Dava dilekçesindeki açıklamaya göre dava, Medenî Kanunun 713. maddesi hükmüne göre taşınmazın tescili ve elatmanın önlenmesi istemiyle açılmış, dava sırasında arazi kadastrosu yapılınca kadastro tespitine itiraza dönüşmüştür.

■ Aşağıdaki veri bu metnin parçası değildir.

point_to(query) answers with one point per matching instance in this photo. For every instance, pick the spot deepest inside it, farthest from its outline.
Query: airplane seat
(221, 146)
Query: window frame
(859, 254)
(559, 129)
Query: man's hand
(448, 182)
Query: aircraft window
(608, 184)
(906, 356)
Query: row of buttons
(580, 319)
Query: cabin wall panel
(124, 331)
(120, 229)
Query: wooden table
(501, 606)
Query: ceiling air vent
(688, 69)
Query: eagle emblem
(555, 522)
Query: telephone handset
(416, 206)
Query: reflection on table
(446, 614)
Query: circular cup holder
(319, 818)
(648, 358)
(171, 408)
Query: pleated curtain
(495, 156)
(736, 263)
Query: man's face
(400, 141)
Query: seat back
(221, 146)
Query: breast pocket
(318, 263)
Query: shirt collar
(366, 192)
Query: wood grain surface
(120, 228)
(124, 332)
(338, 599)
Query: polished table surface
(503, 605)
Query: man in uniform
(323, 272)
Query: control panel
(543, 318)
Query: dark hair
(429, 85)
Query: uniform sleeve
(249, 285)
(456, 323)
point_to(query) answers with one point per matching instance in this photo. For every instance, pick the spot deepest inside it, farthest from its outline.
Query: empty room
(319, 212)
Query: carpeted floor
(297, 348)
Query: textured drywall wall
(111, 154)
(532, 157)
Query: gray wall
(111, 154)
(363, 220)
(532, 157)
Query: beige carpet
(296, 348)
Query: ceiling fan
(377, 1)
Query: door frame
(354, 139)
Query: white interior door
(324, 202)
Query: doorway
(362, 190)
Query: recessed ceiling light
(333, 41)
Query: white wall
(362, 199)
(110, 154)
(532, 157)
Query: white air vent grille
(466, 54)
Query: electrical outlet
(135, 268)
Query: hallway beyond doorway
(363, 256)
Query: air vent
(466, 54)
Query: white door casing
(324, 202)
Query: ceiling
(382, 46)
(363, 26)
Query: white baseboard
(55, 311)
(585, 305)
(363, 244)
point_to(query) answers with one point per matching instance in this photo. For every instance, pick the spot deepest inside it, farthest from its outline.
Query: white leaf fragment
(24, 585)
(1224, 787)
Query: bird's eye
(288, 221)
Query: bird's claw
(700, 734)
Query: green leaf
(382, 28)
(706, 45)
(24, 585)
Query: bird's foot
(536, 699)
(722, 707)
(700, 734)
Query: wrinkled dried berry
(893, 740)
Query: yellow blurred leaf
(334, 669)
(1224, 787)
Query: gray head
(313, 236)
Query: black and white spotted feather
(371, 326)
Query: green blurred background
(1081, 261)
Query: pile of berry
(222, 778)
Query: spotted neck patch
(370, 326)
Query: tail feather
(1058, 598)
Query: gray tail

İncelenen dosya kapsamına, kararın dayandığı gerekçeye göre davanın kısmen kabulü kısmen reddine ilişkin hüküm kurulmuş olmasında bir isabetsizlik bulunmamaktadır. Ancak dava konusu taşınmazlarla ilgili hüküm kurulurken kadastro tespitinin iptali yerine kadastro tutanaklarının iptaline karar verilmiş olması ve ayrıca gerekçe kısmında dava konusu 541 (yeni 401 ada 42 parsel) parsel sayılı taşınmazın … niteliğinde olduğu belirlenerek hüküm kısmında da bu parselin … adına tespitine karar verilirken hem fındık bahçesi hem de … niteliği ile … adına tescili şeklinde hüküm kurulması doğru değil ise de bu hususlar hükmün bozulmasını ve yeniden yargılama yapılmasını gerektirmediğinden hükmün düzeltilerek onanması uygun görülmüştür. Bu sebeple; hüküm fıkrasının …-(A), (B), (C), (D), (E), (F) numaralı bentlerinde yer alan “kadastro tapulama tutanaklarının iptali” ibarelerinin çıkarılarak yerlerine “kadastro tespitinin iptaline” ve hüküm fıkrasının …-(F) bendinde yer alan “fındık bahçesi vasfı ile” ibaresinin çıkarılmak suretiyle düzeltilmesine ve hükmün 6100 sayılı Kanunun geçici 3. maddesi atfıyla HUMK’nın 438/7. maddesine göre düzeltilmiş bu şekliyle ONANMASINA, temyiz harcının istek halinde iadesine 15/01/2019 günü oy birliği ile karar verildi.